For the past two years I've carried a camera with me everywhere I go. This camera was for the sole purpose of food pictures, and only once in a big while I'd have people pictures included. This was fun at first, very fun. But now, it is more of a burden than anything. This morning something happened. Something that made me second guess whether I would want to continue with the 'photographing food' part of blogging. And I don't think I want to.
I want to write though. And I know a good part of the magic of a food blog (I'm starting to despise the word 'blog') involves photography. But then, I was looking over my archives and comparing it with more recent posts. And I've realized that as the pictures get better (they're still pretty crappy), my words are going to shambles. Sometimes I worry that I'm more interested in posting pictures than words. And that is not what I want to do.
If it was not for this blog, I would not have meet and kept in touch with many people who have become close friends with today. That's also magical. Because when you start a blog, you never do it with the intention of making friends or having people recognize you and then get freebies (the freebies part also makes me a little sick, and very guilty, even when it's just a loaf of bread, or a bunch of pizza).
But you know what's also irritating? Not being able to eat food for the comfort of food alone. Not being able to eat without first shooting pictures, and more pictures of food. It's almost amusing at first. But it gets old pretty fast. Sometimes I forget what a luxury it is to eat food without going all camera crazy. I completely neglected to take picture of a wonderful lunch I had alone in the Village last week, and I think it was one of the best lunches I've had yet. Three glasses of champagne, my new Marc Jacobs bag, baked eggs, a gorgeous summer peach crostada all to myself. It was so amazing that I didn't even realize I didn't take pictures until a few days later.
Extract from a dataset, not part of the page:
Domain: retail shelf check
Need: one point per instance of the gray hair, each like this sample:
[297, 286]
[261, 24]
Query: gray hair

I wish all my meals could be like that.
It's actually kind of silly if you think about it. All this picture taking is completely self-imposed. No one demands that I, or any food blogger for that matter, takes pictures. It just becomes a habit. A horrid habit in which nothing can enter the mouth without a single shot (or a dozen). And a habit I am going to break right now. The camera is going in the drawer. It will come out for people pictures (something I've neglected for years). And hopefully, as a result, the writing quality of this blog will improve.
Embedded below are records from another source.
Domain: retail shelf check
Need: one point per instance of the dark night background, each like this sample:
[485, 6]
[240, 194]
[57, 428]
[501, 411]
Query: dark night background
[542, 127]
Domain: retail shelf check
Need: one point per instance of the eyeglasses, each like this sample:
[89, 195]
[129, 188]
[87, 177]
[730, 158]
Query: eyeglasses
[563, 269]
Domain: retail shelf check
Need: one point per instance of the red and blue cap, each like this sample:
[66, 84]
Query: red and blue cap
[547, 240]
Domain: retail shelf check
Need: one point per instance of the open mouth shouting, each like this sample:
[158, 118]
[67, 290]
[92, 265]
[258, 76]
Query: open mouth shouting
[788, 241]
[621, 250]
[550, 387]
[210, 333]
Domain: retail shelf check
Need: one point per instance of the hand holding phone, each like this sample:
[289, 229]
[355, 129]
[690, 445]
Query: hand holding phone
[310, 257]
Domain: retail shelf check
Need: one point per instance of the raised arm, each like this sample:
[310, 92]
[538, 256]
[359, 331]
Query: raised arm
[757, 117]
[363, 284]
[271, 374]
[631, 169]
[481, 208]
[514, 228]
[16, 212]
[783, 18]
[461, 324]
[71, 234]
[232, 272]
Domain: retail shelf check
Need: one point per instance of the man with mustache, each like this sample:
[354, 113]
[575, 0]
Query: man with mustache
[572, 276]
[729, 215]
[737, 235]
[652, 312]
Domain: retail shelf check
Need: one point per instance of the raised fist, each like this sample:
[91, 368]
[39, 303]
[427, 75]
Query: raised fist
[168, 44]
I will continue to find good food, because what is life if you do not eat well? But I hope that my words will be enough to allow you to create the pictures yourself. Besides, there are so many blogs out there with wonderful pictures that will make your eyes glaze over in wonder and drool to slide down the side of your mouth. I'll provide the words. And you can make up the pictures.
P.S.
I'll take pictures from time to time, and I'll post the pretty ones for (cause I'm a sucker for pretty things). But for the most part, I'm going to enjoy my meals camera free :) How nice it will be!